LGDec 24, 2022

Understanding the Complexity Gains of Single-Task RL with a Curriculum

arXiv:2212.12809v322 citationsh-index: 166
Originality Incremental advance
AI Analysis

This work addresses the problem of inefficient RL in robotics and AI by providing a curriculum-based method, though it is incremental as it builds on existing multi-task RL frameworks.

The paper tackles the challenge of reinforcement learning (RL) with poorly shaped rewards by reformulating single-task RL as a multi-task problem with a curriculum, showing that this approach is more computationally efficient than solving the original task from scratch without explicit exploration strategies. It also translates these theoretical insights into a practical algorithm that accelerates curriculum learning on simulated robotic tasks.

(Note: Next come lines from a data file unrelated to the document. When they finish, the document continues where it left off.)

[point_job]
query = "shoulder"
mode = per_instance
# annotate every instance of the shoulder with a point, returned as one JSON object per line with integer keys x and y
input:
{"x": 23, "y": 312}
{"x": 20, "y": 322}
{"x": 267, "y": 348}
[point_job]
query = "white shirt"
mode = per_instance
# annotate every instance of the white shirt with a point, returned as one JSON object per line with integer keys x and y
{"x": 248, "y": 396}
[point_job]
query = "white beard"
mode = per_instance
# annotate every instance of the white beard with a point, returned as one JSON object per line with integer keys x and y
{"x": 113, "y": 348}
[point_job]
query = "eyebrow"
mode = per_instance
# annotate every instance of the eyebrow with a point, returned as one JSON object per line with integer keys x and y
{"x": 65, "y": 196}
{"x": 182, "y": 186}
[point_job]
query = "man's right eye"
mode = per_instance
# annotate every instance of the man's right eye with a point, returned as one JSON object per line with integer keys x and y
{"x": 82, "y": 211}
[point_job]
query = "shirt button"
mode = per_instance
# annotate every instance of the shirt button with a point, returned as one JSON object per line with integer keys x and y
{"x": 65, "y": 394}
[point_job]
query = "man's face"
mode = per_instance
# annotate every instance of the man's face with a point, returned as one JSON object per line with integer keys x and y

Reinforcement learning (RL) problems can be challenging without well-shaped rewards. Prior work on provably efficient RL methods generally proposes to address this issue with dedicated exploration strategies. However, another way to tackle this challenge is to reformulate it as a multi-task RL problem, where the task space contains not only the challenging task of interest but also easier tasks that implicitly function as a curriculum. Such a reformulation opens up the possibility of running existing multi-task RL methods as a more efficient alternative to solving a single challenging task from scratch. In this work, we provide a theoretical framework that reformulates a single-task RL problem as a multi-task RL problem defined by a curriculum. Under mild regularity conditions on the curriculum, we show that sequentially solving each task in the multi-task RL problem is more computationally efficient than solving the original single-task problem, without any explicit exploration bonuses or other exploration strategies. We also show that our theoretical insights can be translated into an effective practical learning algorithm that can accelerate curriculum learning on simulated robotic tasks.